Seguro que es difícil elegir entre docencia, investigación y ejercicio de la medicina, pero ¿si tuvieras que hacerlo?

Hay otra faceta que es la de gestión. Yo diría que en estos momentos a mí me encanta dar clases, es una actividad apasionante; ver pacientes, y por supuesto hacer investigación, pero a lo que más me dedico últimamente es a la gestión y es donde yo creo que los conocimientos que he ido adquiriendo a lo largo de la vida ahora pueden ser mas útiles para mi entorno, para la sociedad de Valladolid y para mis compañeros.

El IOBA compite con grandes grupos de otros países, ¿podría ocurrir que acabe trasladándose a Madrid? Sinceramente creo que no; la gente que viene detrás de mí, que son los que tienen que garantizar el futuro de esto, creo que tienen bastante claro que el IOBA es lo que es porque está en Valladolid que ha tenido como ciudad, como entorno y como sociedad, la enorme generosidad de acogernos y no creo que esto vaya a cambiar. Yo creo que esto no se deslocalizará nunca, pero tienen que cambiar alguna cosas. El próximo rector, si es que es el mismo equipo rectoral, tiene que dar un cambio en algunos aspectos de la gestión porque si se hace más compleja eso sí que sería la única cosa que podría poner en peligro la viabilidad del Instituto.

¿De qué depende el futuro más inmediato?

Los pacientes ya nos tienen suficientemente ubicados, en esta parte no hay mucho problema, pero hay que dar un salto cualitativo. Ahora mismo tenemos dos o tres ideas en ciernes, hemos organizado un clúster de empresas nacionales y por lo que he podido leer por la prensa el estado quiere reorganizar los clústeres y que tenga más masa crítica, supongo que eso no es bueno para algunos regionales, pero si se nos apoya desde la consejería correspondiente pues seguramente aquí se podría impulsar más la creación de ese clúster nacional, y que Valladolid cada vez fuera más conocida por el ojo.

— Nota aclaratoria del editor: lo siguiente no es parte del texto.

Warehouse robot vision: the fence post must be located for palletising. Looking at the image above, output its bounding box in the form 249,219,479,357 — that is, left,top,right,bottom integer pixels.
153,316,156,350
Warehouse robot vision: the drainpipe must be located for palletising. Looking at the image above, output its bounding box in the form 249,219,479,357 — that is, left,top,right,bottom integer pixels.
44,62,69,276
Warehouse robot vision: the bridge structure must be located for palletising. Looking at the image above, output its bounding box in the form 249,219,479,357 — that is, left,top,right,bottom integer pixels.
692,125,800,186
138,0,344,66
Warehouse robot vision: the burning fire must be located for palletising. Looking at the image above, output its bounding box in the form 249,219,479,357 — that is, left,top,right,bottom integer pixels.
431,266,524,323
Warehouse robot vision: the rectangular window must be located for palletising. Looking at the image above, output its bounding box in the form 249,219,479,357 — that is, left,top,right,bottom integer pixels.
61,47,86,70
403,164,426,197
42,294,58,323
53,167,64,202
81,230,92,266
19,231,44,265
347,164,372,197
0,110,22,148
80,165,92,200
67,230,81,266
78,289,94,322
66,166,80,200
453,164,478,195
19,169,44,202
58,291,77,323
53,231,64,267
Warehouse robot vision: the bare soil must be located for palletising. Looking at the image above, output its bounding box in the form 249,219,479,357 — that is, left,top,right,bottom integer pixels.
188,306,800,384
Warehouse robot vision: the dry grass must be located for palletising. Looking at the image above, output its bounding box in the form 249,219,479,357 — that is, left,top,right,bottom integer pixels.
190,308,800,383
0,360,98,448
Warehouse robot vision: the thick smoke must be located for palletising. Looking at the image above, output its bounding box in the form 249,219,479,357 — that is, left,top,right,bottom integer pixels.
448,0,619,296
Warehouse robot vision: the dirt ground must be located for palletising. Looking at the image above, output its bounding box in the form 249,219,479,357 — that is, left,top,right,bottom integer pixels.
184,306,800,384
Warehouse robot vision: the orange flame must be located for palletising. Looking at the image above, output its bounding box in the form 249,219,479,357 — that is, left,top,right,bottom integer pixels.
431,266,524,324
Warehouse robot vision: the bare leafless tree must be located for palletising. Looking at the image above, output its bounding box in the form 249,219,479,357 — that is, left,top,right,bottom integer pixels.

La otra parte que hay que intentar consolidar es la investigación, porque se hace buena oftalmología en muchas partes en España y seguramente cualquier ciudadano español tiene en la cabeza nombres de clínicas, que son compañeros nuestros y que lo hacen todo muy bien, pero la investigación del nivel que la hacemos aquí nosotros ya no hay tantos, y eso es lo que hay que cuidar y mimar en estos momentos.

Y a nivel personal, con todo esto… ¿te queda tiempo para otras dedicaciones?

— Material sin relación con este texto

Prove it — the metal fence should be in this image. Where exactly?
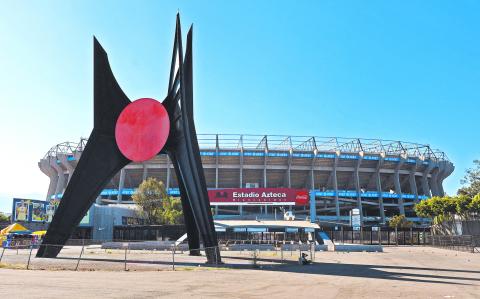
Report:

Siempre he hecho mucho deporte; he sido cinturón negro de karate, de lo cual me enorgullezco porque además ha sido una lección vital en un momento importante de mi vida, luego corrí maratones y medias maratones hasta que me lesioné y, desde hace algunos años, hago bici de montaña, voy con un vecino y es a lo que me dedico los fines de semana.